Reflecting on my skin: growing up with racism in the UK
I’ll never forget the first time I got called a p*ki as a child.
I was 7 years old and walking to the shop. £1 coin held in my hand, my mum let me go down the road to buy some sweets. I was so excited: I was trusted to go beyond the safety of my home street. A big deal for 7-year-old Alex.
Standing by the automatic doors were 3 older kids. As I walked in, their gaze burning holes into my skull, one of them scowled and said the word under his breath. Like he was almost ashamed of it.
I was always told to be nice to everybody. But here, before I could say a word, I was hated. What did I do wrong? 28 years later, in 2024, I’m seeing and hearing the same words as I did in 1996.
As a child, you don’t understand why people throw words like p*ki at you.
You don’t understand why your skin, your heritage, could provoke such anger from total strangers. You don’t understand why your skin colour even matters. But to some people, it does matter, and that day in ’96 was just one of the countless times when I have been reminded of my “otherness”.
From being told to going back to my home country to having kids come up to me in a play area and tell me I’m from India: racism in the United Kingdom never went away, it’s just got a new platform and a new lick of paint.
And if anyone has ever asked you where you’re “from from,” you know how I feel.
“Haven’t you got a corner shop to work in?”
I was always the weird kid, and the colour of my skin made me even weirder.
I grew up in 1990s Eastbourne, a mostly white, average seaside town that was Conservative voting until the 2010s. In primary school, I was one of only 2 people of colour in my entire year group of 70. Kids would shout a racist chant whenever I asked to play with them.
As I moved up to secondary school, things didn’t improve. Racist attitudes followed me wherever I went.
I would stand outside a classroom, waiting for the previous lesson to finish, and a girl in the year above me would come and ask me whether I could “teach them Muslim”. I’d walk down a corridor and bump into someone by accident. Can you guess what they called me?
My “friends” would call me Abdul, because that was their default “generic foreigner” name. Get it? Because I’m brown?
Bullies, when doing the rounds picking on people, would look at me and say, “I don’t even know what you’re supposed to be”.
This happened so often, with no breaks, that I became conditioned to it. I would turn corners, enter rooms, meet new people, and expect someone to hate me for no reason other than I looked different.
And it hasn’t got any better. I’ve successfully interviewed for jobs and been told in my first week that I was a diversity hire.
One night out, I was chatting to a girl when she asked me if I was a Muslim. When I asked her “what makes you say that?” (ignoring the fact it was the colour of my skin), she backtracked and said “your eyelashes”.
I’m not even religious.
It changes the way you see the world
When you spend a huge part of your life pushed down for no other reason but your race, you develop habits.
Habits of fear.
I became so disgusted at who I saw in the mirror that I tried to hide my cultural brownness as much as I could.
I had internalised their racism and hated myself.
- I would avoid sitting next to other brown people on the bus in case people thought we were related and would target us.

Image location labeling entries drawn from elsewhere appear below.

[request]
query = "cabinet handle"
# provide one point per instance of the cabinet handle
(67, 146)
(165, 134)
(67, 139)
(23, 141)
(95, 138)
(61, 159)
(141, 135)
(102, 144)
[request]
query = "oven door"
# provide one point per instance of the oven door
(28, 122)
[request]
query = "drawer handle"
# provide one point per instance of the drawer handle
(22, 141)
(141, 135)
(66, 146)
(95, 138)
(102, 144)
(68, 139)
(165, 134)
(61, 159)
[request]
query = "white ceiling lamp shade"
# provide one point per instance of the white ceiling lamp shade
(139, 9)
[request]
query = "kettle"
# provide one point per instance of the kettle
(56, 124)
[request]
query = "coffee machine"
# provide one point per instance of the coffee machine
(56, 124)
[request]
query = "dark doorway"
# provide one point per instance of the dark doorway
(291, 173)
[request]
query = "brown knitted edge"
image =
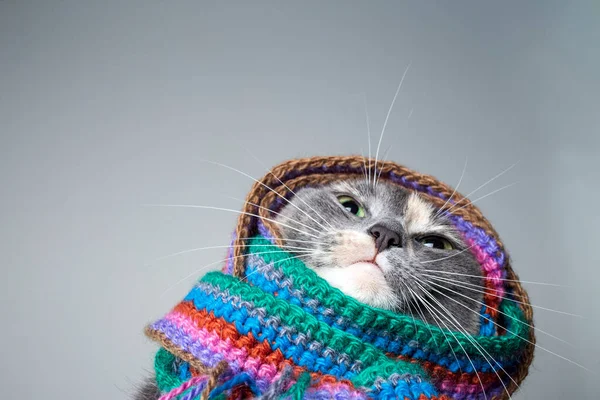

- I’d watch TV I hated, looked up things I knew my friends liked in the hope I could appear as white as possible.
- I’d make sure in group settings I always talked, because if you’re brown and don’t contribute, you’re a foreigner who can’t speak English.
- I became hyper-vigilant when outside. Every look, every word said near me analysed to see whether I was in danger.
I erased my identity to fit in, and I could feel parts of myself slipping away. I was made to feel ashamed of myself, hiding a rich heritage and history.
But no amount of erasure can change the way you look.
Our work is far from over
Reading and watching the recent riots unfold over the past few weeks triggered something in me. Decades of racism and buried emotions resurfaced.
I consider myself lucky: the worst I got as a kid were some horrible words, being a social outcast and the occasional push into a wall. Not everyone is so fortunate.
But how messed up is it when I consider that a “good” type of racism? Even now, I try to downplay it. Maybe I deserved it? Maybe I did something?
But it’s all wrong.
Racist attitudes from the 90s are more prevalent than ever. The riots, the horrible words and actions towards marginalised communities have now set us back again. Once more, people of colour must watch their backs and fear going out. Families fear for the safety of their children, their businesses and the people they care about.
Some of us are told “you’re the good kind of immigrant because you’ve integrated!” or “oh, you don’t look that brown.”
They want to segregate us and make us fight each other.
Over the last ten years, I’ve unpicked the toxic attitudes and self-hatred I felt. But it’s hard to shake the feeling that, no matter how confident in your own skin you are, you will always be different. For better or for worse.
Just when you think everything’s going to be OK, you check the news. We still have a long way to go.